Salah n’a plus rien à prouver individuellement. Après la victoire contre la Côte d’Ivoire, l’attaquant de Liverpool a livré un plaidoyer personnel, presque intime, révélant à quel point cette Coupe d’Afrique des nations est devenue son obsession. Quitte à endosser seul toute la pression.
Il n’a pas parlé comme une star rassurée par son palmarès, mais comme un homme en mission. Au sortir du succès face à la Côte d’Ivoire, Mohamed Salah a livré un message limpide : cette Coupe d’Afrique des nations, il la veut plus que quiconque. Plus que ses coéquipiers, plus que la presse, plus que tout un pays.
« Personne, même en Égypte, ne souhaite remporter ce trophée plus que moi », a-t-il lâché sans détour, assumant un désir viscéral longtemps contenu.
Car Salah sait ce qui lui manque. Ballon d’Or africain, titres nationaux et européens, distinctions individuelles à la pelle : tout est déjà inscrit à son palmarès. Tout, sauf cette Can qui lui échappe encore et qui continue de définir son rapport à la sélection.
Conscient des limites structurelles du football égyptien face aux géants européens, le capitaine des Pharaons refuse pourtant d’en faire une excuse. Il en fait un fardeau… qu’il choisit de porter seul.
« On affronte des équipes dont la majorité des joueurs évoluent en Europe, à un niveau très élevé », rappelle-t-il, avant de préciser : « le niveau du championnat égyptien et de la Ligue des champions de la Caf est très différent de celui de la Ligue des champions européenne. C’est plus compliqué pour nous. »
Mais plutôt que de laisser ce constat peser sur un groupe déjà sous tension, Salah a pris une décision forte : absorber toute la pression médiatique et populaire, pour libérer ses coéquipiers.
« Toute cette pression mise sur les joueurs ne les aide absolument pas.

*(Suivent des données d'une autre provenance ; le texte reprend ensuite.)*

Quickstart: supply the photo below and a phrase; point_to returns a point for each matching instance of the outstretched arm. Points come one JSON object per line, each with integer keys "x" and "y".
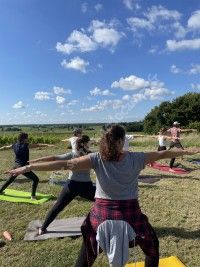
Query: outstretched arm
{"x": 48, "y": 158}
{"x": 5, "y": 147}
{"x": 65, "y": 140}
{"x": 188, "y": 130}
{"x": 40, "y": 145}
{"x": 153, "y": 156}
{"x": 77, "y": 164}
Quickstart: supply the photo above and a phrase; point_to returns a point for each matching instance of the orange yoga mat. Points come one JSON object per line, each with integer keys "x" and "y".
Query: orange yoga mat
{"x": 172, "y": 261}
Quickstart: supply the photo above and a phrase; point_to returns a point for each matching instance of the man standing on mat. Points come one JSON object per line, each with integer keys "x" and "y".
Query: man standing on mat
{"x": 21, "y": 150}
{"x": 175, "y": 140}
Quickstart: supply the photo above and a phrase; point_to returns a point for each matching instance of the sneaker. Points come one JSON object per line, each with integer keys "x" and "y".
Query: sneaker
{"x": 41, "y": 232}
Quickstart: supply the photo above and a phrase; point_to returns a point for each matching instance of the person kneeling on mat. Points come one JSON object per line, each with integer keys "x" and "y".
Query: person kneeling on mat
{"x": 116, "y": 196}
{"x": 78, "y": 184}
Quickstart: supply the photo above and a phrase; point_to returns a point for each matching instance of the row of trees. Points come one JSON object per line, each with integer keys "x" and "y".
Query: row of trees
{"x": 184, "y": 109}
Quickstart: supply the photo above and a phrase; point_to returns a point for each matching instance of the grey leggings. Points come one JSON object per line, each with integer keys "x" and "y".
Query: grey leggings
{"x": 176, "y": 144}
{"x": 68, "y": 193}
{"x": 30, "y": 175}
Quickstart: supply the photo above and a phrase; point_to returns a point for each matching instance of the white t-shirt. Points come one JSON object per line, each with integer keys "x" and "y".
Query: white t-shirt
{"x": 73, "y": 143}
{"x": 118, "y": 179}
{"x": 126, "y": 142}
{"x": 162, "y": 141}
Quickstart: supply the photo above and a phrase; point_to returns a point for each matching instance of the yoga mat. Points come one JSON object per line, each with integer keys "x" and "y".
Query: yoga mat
{"x": 25, "y": 197}
{"x": 148, "y": 179}
{"x": 195, "y": 161}
{"x": 58, "y": 228}
{"x": 172, "y": 261}
{"x": 165, "y": 168}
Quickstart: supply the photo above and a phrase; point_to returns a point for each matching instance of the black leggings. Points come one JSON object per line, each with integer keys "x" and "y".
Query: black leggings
{"x": 30, "y": 175}
{"x": 149, "y": 261}
{"x": 177, "y": 145}
{"x": 68, "y": 193}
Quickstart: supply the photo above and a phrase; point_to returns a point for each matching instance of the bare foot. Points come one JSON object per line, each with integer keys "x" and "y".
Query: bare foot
{"x": 41, "y": 232}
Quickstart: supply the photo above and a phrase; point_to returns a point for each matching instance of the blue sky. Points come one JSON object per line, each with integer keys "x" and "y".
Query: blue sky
{"x": 95, "y": 61}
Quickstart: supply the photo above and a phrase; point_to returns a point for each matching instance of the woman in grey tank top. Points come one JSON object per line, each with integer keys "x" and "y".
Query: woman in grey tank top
{"x": 116, "y": 196}
{"x": 78, "y": 183}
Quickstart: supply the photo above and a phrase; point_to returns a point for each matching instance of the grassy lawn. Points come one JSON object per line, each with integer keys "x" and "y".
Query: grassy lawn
{"x": 172, "y": 204}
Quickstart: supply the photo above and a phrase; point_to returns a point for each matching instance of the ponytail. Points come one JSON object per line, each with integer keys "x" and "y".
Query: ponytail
{"x": 108, "y": 144}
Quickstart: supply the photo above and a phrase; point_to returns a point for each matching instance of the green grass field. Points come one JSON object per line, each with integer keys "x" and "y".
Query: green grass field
{"x": 172, "y": 204}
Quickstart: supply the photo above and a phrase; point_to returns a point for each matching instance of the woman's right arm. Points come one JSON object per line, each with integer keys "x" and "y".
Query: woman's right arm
{"x": 153, "y": 156}
{"x": 5, "y": 147}
{"x": 49, "y": 158}
{"x": 52, "y": 158}
{"x": 77, "y": 164}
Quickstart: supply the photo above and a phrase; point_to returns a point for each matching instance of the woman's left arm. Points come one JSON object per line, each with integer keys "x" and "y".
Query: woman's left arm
{"x": 153, "y": 156}
{"x": 77, "y": 164}
{"x": 40, "y": 145}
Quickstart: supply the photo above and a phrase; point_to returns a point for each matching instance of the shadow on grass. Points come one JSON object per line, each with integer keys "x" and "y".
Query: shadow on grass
{"x": 177, "y": 232}
{"x": 166, "y": 176}
{"x": 24, "y": 180}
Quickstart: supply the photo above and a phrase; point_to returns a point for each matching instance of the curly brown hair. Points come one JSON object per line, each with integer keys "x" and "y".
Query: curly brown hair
{"x": 22, "y": 136}
{"x": 80, "y": 142}
{"x": 108, "y": 143}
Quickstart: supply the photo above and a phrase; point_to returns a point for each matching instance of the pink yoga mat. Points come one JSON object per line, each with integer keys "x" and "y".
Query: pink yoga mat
{"x": 165, "y": 168}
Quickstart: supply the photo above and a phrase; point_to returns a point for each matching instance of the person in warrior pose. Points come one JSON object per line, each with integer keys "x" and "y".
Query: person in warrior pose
{"x": 21, "y": 150}
{"x": 116, "y": 196}
{"x": 78, "y": 184}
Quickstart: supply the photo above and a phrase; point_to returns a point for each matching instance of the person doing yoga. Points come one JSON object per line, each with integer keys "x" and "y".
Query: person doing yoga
{"x": 175, "y": 132}
{"x": 78, "y": 184}
{"x": 77, "y": 134}
{"x": 116, "y": 196}
{"x": 21, "y": 150}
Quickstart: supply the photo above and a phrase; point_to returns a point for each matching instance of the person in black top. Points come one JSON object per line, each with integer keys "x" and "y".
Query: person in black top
{"x": 21, "y": 150}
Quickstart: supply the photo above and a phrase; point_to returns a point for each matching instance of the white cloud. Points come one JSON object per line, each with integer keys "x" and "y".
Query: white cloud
{"x": 84, "y": 7}
{"x": 42, "y": 96}
{"x": 180, "y": 31}
{"x": 60, "y": 100}
{"x": 40, "y": 114}
{"x": 157, "y": 19}
{"x": 104, "y": 34}
{"x": 128, "y": 4}
{"x": 60, "y": 90}
{"x": 195, "y": 86}
{"x": 103, "y": 105}
{"x": 75, "y": 63}
{"x": 139, "y": 23}
{"x": 173, "y": 45}
{"x": 153, "y": 49}
{"x": 98, "y": 7}
{"x": 159, "y": 12}
{"x": 18, "y": 105}
{"x": 194, "y": 21}
{"x": 73, "y": 102}
{"x": 156, "y": 93}
{"x": 99, "y": 34}
{"x": 131, "y": 4}
{"x": 130, "y": 83}
{"x": 138, "y": 97}
{"x": 96, "y": 91}
{"x": 126, "y": 97}
{"x": 175, "y": 70}
{"x": 148, "y": 89}
{"x": 195, "y": 69}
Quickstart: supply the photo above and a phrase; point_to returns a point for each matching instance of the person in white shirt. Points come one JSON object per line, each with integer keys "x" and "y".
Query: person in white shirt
{"x": 77, "y": 134}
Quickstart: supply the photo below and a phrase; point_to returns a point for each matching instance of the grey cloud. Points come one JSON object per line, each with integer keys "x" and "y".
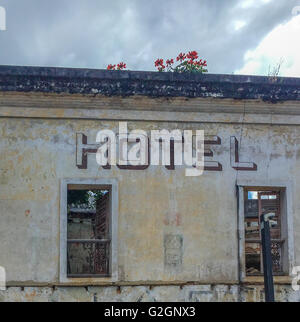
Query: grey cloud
{"x": 94, "y": 33}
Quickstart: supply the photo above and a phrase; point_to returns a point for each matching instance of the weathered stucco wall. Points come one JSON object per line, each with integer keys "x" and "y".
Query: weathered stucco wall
{"x": 38, "y": 150}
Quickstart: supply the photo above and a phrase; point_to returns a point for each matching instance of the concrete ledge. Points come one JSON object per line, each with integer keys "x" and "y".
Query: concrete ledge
{"x": 151, "y": 84}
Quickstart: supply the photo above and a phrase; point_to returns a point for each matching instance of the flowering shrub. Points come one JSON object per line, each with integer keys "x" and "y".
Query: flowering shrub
{"x": 186, "y": 63}
{"x": 120, "y": 66}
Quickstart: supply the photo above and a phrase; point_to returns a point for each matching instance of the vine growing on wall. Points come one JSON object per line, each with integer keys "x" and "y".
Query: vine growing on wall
{"x": 186, "y": 63}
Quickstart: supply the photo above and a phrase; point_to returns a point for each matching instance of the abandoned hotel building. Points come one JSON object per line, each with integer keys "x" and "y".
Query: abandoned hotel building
{"x": 74, "y": 230}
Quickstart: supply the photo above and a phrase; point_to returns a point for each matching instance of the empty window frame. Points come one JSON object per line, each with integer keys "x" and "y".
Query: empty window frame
{"x": 88, "y": 231}
{"x": 257, "y": 202}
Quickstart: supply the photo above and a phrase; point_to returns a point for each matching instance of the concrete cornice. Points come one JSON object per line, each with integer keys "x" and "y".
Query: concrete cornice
{"x": 140, "y": 108}
{"x": 147, "y": 84}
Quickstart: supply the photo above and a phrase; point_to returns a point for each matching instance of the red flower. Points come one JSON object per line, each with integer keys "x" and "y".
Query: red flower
{"x": 169, "y": 62}
{"x": 181, "y": 57}
{"x": 111, "y": 67}
{"x": 192, "y": 55}
{"x": 159, "y": 62}
{"x": 121, "y": 66}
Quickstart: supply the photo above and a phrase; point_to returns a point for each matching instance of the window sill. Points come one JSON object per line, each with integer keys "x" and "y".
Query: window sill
{"x": 283, "y": 279}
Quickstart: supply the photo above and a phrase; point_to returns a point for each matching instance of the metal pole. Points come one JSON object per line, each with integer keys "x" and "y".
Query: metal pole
{"x": 267, "y": 257}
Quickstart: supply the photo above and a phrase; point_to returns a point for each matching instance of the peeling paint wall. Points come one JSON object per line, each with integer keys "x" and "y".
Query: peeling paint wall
{"x": 157, "y": 207}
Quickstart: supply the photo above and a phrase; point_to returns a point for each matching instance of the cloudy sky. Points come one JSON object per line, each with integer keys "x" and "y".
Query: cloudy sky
{"x": 234, "y": 36}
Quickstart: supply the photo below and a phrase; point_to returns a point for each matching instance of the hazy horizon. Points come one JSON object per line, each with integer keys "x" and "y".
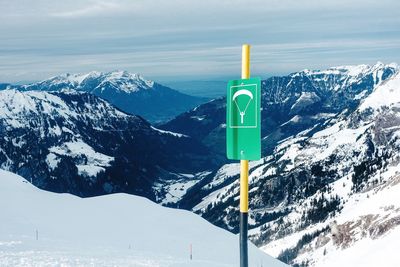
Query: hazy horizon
{"x": 193, "y": 40}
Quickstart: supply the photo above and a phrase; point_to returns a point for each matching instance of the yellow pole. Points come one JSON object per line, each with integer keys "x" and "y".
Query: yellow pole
{"x": 244, "y": 177}
{"x": 244, "y": 164}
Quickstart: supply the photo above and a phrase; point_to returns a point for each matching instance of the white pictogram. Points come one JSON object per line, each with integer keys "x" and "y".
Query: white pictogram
{"x": 238, "y": 93}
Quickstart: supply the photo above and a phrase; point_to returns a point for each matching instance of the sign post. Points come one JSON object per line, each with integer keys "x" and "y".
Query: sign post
{"x": 243, "y": 136}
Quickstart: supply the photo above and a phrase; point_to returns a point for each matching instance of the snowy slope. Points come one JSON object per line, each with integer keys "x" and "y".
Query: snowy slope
{"x": 113, "y": 230}
{"x": 75, "y": 142}
{"x": 129, "y": 92}
{"x": 344, "y": 168}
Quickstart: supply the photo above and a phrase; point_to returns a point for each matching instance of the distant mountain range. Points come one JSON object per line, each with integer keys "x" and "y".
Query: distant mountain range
{"x": 129, "y": 92}
{"x": 330, "y": 140}
{"x": 327, "y": 182}
{"x": 76, "y": 142}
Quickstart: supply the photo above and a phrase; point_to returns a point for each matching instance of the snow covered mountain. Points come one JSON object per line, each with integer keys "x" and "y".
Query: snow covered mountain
{"x": 130, "y": 92}
{"x": 329, "y": 178}
{"x": 40, "y": 228}
{"x": 78, "y": 143}
{"x": 290, "y": 104}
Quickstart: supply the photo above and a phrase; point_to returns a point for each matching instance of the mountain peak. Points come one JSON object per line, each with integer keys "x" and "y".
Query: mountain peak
{"x": 351, "y": 70}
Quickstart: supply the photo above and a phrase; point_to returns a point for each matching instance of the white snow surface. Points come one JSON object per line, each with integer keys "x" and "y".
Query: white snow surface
{"x": 386, "y": 94}
{"x": 112, "y": 230}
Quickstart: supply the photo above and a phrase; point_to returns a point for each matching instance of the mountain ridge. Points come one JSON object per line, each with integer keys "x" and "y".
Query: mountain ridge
{"x": 131, "y": 93}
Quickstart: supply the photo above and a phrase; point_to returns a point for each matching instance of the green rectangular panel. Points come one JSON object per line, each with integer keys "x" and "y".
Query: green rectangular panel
{"x": 243, "y": 119}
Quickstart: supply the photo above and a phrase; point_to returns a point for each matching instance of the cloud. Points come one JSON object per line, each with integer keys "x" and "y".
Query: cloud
{"x": 91, "y": 9}
{"x": 181, "y": 38}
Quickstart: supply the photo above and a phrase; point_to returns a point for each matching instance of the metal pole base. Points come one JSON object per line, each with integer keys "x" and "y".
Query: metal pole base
{"x": 244, "y": 261}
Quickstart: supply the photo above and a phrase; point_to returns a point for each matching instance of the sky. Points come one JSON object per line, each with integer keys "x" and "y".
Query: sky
{"x": 173, "y": 40}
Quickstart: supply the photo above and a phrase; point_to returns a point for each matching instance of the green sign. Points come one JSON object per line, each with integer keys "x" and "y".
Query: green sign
{"x": 243, "y": 119}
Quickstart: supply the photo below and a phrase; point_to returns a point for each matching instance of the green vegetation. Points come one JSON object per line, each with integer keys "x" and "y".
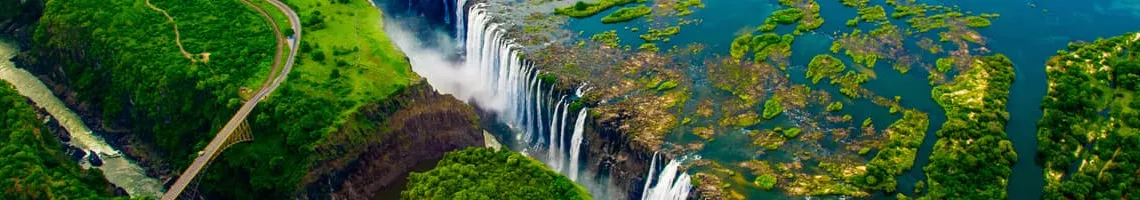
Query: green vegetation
{"x": 971, "y": 158}
{"x": 824, "y": 65}
{"x": 683, "y": 7}
{"x": 851, "y": 82}
{"x": 608, "y": 38}
{"x": 180, "y": 103}
{"x": 806, "y": 13}
{"x": 836, "y": 106}
{"x": 977, "y": 22}
{"x": 765, "y": 182}
{"x": 1075, "y": 128}
{"x": 792, "y": 132}
{"x": 654, "y": 34}
{"x": 585, "y": 9}
{"x": 855, "y": 4}
{"x": 772, "y": 108}
{"x": 944, "y": 64}
{"x": 872, "y": 14}
{"x": 903, "y": 140}
{"x": 764, "y": 46}
{"x": 33, "y": 165}
{"x": 481, "y": 173}
{"x": 627, "y": 14}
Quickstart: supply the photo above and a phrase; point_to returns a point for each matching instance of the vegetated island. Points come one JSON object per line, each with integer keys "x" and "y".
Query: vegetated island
{"x": 1088, "y": 136}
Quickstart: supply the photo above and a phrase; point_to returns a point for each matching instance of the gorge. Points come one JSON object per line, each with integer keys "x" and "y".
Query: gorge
{"x": 641, "y": 100}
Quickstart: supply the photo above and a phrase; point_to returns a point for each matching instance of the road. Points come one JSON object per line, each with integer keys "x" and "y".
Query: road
{"x": 226, "y": 132}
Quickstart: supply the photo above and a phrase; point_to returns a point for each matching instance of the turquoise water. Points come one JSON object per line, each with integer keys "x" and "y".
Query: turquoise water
{"x": 1027, "y": 32}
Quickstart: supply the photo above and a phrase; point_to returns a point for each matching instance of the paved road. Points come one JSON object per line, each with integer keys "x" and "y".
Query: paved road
{"x": 216, "y": 144}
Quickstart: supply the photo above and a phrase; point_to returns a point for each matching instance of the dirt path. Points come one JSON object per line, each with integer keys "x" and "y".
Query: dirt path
{"x": 281, "y": 42}
{"x": 178, "y": 37}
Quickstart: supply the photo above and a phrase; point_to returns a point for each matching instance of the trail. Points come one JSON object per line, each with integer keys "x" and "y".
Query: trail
{"x": 270, "y": 85}
{"x": 178, "y": 37}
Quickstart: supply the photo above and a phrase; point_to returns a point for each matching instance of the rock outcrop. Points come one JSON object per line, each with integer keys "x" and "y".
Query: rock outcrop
{"x": 417, "y": 127}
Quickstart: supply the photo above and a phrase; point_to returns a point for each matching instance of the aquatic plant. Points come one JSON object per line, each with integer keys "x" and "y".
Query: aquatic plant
{"x": 824, "y": 65}
{"x": 627, "y": 14}
{"x": 585, "y": 9}
{"x": 772, "y": 108}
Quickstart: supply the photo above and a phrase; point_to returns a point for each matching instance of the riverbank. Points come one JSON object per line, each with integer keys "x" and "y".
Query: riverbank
{"x": 119, "y": 169}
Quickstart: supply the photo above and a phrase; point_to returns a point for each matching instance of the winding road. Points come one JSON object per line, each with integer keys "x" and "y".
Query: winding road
{"x": 216, "y": 144}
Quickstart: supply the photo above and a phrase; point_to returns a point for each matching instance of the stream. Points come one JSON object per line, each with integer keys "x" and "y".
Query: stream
{"x": 120, "y": 170}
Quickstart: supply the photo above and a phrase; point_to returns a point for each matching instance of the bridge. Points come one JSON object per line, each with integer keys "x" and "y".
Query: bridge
{"x": 236, "y": 129}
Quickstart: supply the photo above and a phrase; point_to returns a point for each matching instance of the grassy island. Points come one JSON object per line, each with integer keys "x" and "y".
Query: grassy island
{"x": 972, "y": 156}
{"x": 480, "y": 173}
{"x": 627, "y": 14}
{"x": 903, "y": 140}
{"x": 824, "y": 66}
{"x": 585, "y": 9}
{"x": 1090, "y": 118}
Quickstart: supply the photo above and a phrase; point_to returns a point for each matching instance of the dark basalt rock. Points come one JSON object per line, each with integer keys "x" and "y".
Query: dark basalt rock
{"x": 418, "y": 127}
{"x": 94, "y": 159}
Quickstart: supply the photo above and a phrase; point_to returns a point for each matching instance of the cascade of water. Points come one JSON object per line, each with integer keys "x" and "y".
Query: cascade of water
{"x": 117, "y": 169}
{"x": 558, "y": 146}
{"x": 673, "y": 184}
{"x": 576, "y": 143}
{"x": 447, "y": 8}
{"x": 552, "y": 152}
{"x": 649, "y": 176}
{"x": 459, "y": 9}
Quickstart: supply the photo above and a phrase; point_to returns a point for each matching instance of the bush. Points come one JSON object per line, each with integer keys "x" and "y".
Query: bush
{"x": 480, "y": 173}
{"x": 627, "y": 14}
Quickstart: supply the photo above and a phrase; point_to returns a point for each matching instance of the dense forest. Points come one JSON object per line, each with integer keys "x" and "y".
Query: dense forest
{"x": 1086, "y": 135}
{"x": 972, "y": 156}
{"x": 34, "y": 166}
{"x": 480, "y": 173}
{"x": 130, "y": 66}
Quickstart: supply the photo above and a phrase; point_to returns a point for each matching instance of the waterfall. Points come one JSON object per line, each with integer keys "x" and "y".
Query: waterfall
{"x": 670, "y": 185}
{"x": 458, "y": 25}
{"x": 117, "y": 169}
{"x": 552, "y": 153}
{"x": 576, "y": 143}
{"x": 494, "y": 76}
{"x": 649, "y": 176}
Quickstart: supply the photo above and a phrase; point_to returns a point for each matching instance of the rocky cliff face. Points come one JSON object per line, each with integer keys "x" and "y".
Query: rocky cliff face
{"x": 417, "y": 127}
{"x": 616, "y": 153}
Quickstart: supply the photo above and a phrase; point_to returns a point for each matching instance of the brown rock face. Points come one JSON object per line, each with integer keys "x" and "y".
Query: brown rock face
{"x": 414, "y": 137}
{"x": 617, "y": 154}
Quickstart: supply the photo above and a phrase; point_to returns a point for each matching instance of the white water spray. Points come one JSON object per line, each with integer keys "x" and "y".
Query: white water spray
{"x": 672, "y": 183}
{"x": 116, "y": 168}
{"x": 576, "y": 143}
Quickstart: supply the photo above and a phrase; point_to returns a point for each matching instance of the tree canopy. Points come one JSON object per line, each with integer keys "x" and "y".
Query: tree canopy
{"x": 480, "y": 173}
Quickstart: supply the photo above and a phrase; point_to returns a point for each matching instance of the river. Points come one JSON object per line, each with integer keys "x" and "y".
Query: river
{"x": 1027, "y": 32}
{"x": 119, "y": 169}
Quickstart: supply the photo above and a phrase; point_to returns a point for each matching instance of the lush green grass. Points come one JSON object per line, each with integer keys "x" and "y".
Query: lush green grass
{"x": 772, "y": 108}
{"x": 824, "y": 66}
{"x": 481, "y": 173}
{"x": 33, "y": 166}
{"x": 872, "y": 14}
{"x": 903, "y": 140}
{"x": 972, "y": 156}
{"x": 184, "y": 103}
{"x": 1075, "y": 129}
{"x": 309, "y": 118}
{"x": 585, "y": 9}
{"x": 169, "y": 100}
{"x": 627, "y": 14}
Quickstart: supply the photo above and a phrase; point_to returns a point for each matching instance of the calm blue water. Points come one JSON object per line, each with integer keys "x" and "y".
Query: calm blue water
{"x": 1026, "y": 34}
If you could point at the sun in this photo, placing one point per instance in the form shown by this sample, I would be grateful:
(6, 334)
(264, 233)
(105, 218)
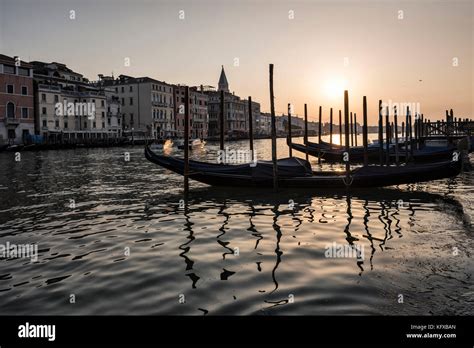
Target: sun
(335, 87)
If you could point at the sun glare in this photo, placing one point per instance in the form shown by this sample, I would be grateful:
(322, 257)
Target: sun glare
(334, 88)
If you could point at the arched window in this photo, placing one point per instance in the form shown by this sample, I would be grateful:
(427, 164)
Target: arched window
(10, 110)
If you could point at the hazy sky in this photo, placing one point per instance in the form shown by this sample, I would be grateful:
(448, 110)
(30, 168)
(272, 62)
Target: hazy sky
(318, 47)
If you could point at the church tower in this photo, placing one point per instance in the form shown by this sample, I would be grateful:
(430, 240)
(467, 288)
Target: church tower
(223, 84)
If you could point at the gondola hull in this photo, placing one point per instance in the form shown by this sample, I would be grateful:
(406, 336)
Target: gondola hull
(372, 176)
(356, 155)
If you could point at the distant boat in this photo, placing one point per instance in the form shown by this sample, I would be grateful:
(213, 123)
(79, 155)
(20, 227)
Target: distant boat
(167, 144)
(297, 173)
(193, 143)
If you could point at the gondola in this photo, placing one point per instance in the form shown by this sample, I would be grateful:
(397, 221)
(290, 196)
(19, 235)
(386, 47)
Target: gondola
(356, 154)
(336, 154)
(297, 173)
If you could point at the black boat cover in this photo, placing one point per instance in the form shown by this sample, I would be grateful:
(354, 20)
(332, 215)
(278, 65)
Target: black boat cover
(287, 168)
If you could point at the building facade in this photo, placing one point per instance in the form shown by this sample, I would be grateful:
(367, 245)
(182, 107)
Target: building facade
(16, 101)
(236, 121)
(68, 107)
(147, 105)
(199, 118)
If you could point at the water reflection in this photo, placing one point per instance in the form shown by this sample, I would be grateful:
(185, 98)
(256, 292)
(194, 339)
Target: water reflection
(386, 205)
(230, 251)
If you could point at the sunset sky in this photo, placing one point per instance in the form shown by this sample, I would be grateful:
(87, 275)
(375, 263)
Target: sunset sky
(318, 47)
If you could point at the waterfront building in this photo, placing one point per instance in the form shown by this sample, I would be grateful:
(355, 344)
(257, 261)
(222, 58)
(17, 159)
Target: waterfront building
(16, 100)
(147, 105)
(236, 111)
(68, 108)
(199, 118)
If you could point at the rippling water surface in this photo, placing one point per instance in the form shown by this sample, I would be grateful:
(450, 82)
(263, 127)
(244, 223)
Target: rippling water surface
(134, 245)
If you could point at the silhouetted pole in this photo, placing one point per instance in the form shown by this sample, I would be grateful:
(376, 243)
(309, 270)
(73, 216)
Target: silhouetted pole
(273, 121)
(290, 152)
(221, 121)
(416, 130)
(251, 128)
(346, 130)
(407, 133)
(320, 130)
(396, 134)
(340, 128)
(186, 140)
(355, 128)
(411, 136)
(352, 130)
(306, 129)
(387, 135)
(364, 131)
(330, 126)
(380, 133)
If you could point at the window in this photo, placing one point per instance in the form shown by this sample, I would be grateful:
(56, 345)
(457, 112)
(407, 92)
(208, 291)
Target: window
(10, 110)
(9, 69)
(23, 72)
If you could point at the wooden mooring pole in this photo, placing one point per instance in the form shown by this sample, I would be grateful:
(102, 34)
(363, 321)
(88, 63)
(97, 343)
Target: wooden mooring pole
(273, 123)
(387, 135)
(380, 133)
(306, 129)
(221, 122)
(290, 150)
(365, 131)
(186, 140)
(395, 121)
(355, 127)
(251, 129)
(340, 128)
(330, 127)
(352, 130)
(346, 129)
(320, 129)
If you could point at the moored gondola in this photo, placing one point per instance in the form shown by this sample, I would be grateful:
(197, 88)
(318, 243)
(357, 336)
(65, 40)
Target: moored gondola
(296, 172)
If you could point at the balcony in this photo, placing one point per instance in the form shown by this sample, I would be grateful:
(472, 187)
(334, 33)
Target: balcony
(9, 121)
(161, 104)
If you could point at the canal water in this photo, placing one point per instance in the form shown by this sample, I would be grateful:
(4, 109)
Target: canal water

Mettez-la sur moi », a-t-il insisté. « La porter quelques mois ou semaines supplémentaires ne changera rien pour moi», conclut-il.
Un discours rare, presque sacrificiel, qui en dit long sur l’état d’esprit du numéro 10 égyptien. À ce stade de sa carrière, Mohamed Salah ne joue plus pour la reconnaissance. Il joue pour un trophée, pour un pays, pour une page manquante de son histoire.
Et s’il faut en payer le prix seul, il est prêt.